Claudy Lebreton, le président de l’Assemblée des départements de France (ADF), a déclaré dans un communiqué du 17 novembre que « les départements auront à cœur de participer à ce chantier important pour la solidarité entre les générations », en défendant l’option d’une prise en charge par la société et la solidarité nationale. « Cinquième risque ou cinquième branche, la question n’est pas que de pure sémantique. (…) Le recours au système assurantiel que certains membres de la majorité parlementaire souhaitent privilégier, ne pourra qu’aggraver les inégalités sociales dont nos concitoyens sont déjà trop souvent les victimes », prévient-il.
L’association des directeurs au service des personnes âgées (AD-PA), regroupant à la fois les dirigeants de services à domicile ou d’établissements, estime que la création d’un « 5ème risque » implique « la mise en place d’un financement basé sur la solidarité nationale et donc limitant l’intervention des assurances à un rôle complémentaire ».

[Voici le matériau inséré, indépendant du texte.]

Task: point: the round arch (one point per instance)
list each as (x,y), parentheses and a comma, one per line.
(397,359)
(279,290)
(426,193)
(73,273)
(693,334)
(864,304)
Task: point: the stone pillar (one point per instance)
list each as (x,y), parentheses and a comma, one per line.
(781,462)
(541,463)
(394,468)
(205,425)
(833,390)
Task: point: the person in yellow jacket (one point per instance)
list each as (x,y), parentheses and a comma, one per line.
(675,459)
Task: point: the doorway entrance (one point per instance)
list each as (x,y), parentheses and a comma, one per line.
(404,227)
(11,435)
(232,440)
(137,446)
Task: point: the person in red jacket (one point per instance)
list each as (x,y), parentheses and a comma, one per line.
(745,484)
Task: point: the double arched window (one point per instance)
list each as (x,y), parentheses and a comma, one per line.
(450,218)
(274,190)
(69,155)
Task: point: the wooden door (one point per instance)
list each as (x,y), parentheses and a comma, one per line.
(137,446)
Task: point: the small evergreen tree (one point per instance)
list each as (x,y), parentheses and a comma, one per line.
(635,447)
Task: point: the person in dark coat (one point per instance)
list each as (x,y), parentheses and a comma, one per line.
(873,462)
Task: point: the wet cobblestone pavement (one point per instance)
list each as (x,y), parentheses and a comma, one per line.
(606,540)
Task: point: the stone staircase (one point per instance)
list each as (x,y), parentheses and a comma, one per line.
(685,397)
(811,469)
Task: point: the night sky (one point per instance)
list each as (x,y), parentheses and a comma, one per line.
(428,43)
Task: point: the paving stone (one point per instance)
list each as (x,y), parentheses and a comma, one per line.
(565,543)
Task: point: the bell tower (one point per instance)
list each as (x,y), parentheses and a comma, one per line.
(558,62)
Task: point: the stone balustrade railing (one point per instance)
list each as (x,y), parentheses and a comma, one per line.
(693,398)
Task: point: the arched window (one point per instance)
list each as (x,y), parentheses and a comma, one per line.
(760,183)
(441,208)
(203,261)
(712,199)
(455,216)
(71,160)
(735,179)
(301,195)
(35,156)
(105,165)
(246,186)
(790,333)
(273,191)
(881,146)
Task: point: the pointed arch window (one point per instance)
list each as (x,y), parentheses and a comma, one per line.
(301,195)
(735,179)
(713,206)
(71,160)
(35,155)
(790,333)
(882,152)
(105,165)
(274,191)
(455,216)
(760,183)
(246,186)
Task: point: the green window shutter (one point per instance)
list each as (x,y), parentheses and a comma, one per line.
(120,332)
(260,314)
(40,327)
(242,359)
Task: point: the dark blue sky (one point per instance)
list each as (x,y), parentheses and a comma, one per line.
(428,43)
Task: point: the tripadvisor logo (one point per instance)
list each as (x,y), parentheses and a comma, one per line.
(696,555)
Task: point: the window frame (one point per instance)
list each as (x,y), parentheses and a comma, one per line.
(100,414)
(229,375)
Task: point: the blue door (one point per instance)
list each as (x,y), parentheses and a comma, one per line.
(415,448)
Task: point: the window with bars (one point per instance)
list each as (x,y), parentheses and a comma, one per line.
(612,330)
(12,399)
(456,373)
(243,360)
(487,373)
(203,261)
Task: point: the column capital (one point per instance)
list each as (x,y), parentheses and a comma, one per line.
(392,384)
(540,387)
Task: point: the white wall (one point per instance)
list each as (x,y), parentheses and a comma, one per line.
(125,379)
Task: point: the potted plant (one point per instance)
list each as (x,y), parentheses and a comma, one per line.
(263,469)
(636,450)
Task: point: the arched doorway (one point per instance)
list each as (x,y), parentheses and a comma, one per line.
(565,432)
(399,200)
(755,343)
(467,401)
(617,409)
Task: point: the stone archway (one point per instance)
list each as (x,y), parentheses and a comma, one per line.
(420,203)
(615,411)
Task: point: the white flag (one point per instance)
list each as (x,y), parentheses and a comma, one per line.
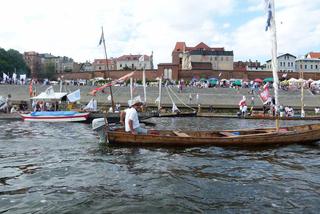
(141,58)
(74,96)
(49,91)
(269,13)
(174,107)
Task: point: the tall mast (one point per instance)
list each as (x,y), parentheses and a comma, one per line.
(105,52)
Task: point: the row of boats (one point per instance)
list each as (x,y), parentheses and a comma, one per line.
(116,135)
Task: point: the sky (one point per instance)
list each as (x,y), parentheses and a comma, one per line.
(72,28)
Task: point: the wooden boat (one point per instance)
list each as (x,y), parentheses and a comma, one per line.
(178,114)
(239,138)
(115,117)
(56,116)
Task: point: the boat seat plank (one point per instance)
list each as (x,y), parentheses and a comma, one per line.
(181,134)
(228,134)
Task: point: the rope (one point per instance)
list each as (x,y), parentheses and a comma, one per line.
(181,100)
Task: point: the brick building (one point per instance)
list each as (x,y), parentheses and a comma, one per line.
(102,64)
(132,62)
(189,58)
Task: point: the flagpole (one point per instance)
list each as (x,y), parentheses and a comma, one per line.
(144,84)
(105,52)
(160,87)
(274,58)
(131,89)
(302,96)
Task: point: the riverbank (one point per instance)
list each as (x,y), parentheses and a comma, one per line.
(217,99)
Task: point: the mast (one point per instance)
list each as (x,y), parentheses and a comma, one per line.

L’AD-PA souhaite, elle aussi « la mise en place d’une prestation unique pour les personnes âgées et handicapées, quel que soit leur âge ».
La Fnath, association des accidentés de la vie, « rejette l’intervention dans ces domaines des assurances privées alors qu’il s’agit d’un risque majeur qui doit être pris en charge par la solidarité nationale, essentiellement au sein de la Sécurité sociale ». « La dépendance n’est pas un bien marchand », affirme dans un communiqué cette association qui souhaite que le « 5ème risque », que le président Nicolas Sarkozy veut créer au sein de la Sécurité sociale, permette « la création d’une prestation de compensation couvrant l’ensemble des besoins des personnes dépendantes, quel que soit leur âge » et pas seulement « l’accompagnement de la dépendance des personnes âgées ».
La Fnath déplore que le chef de l’Etat ait « évacué la question de l’accompagnement des personnes handicapées » lors de son intervention télévisée mardi soir.
Enfin l’association des paralysés de France (APF) qui souhaite « faire entendre la voix des handicapés pour un droit universel et une compensation intégrale des besoins liés à la perte d’autonomie, quel que soit l’âge », estime aussi que le financement de la dépendance « ne peut pas reposer sur l’assurance privée, car cela aboutirait à exclure les publics les plus précaires ».